A trained model can be used to segment a list of words. If you trust the model for your corpus (i.e., you've seen gold standard tested results in another paper), this might be your last step.

The output from the segmenter is a list of segments and the log probability that this is the correct segmentation.

In [5]:
## segment data using the trained Turkish model

words_turkish = ["bilincinle", "eylemelerine", "komedidir", "uygarlaStIramadIklarImIzdanmISsInIzcasIna"]

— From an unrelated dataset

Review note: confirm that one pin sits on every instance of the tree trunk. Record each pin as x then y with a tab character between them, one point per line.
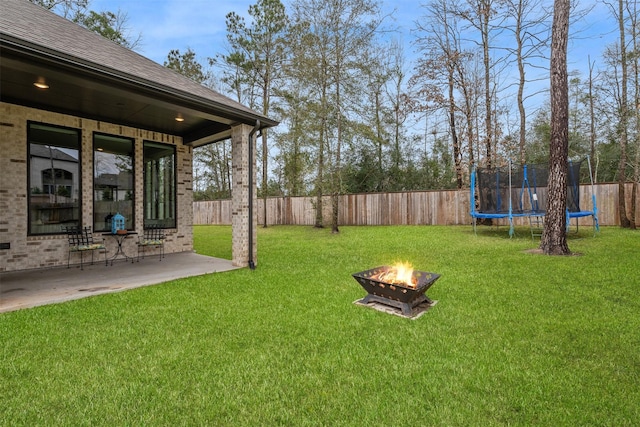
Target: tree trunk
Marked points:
554	236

for word in words_turkish:
    print(model_turkish.viterbi_segment(word))

(['bilincin', 'le'], 19.89222449520654)
(['eyleme', 'lerine'], 20.86651055320383)
(['komedi', 'dir'], 19.75392446733094)
(['uygar', 'laStI', 'ramadIklarI', 'mIzdan', 'mIS', 'sInIz', 'casIna'], 72.7934925399708)


In [6]:
## segment data using the trained English model

words_english = ["unbelievable", "presented", "quickly", "morphology", "morphological", "undecomposable", "the"]

for word in words_english:
    print(model_english.viterbi_segment(word))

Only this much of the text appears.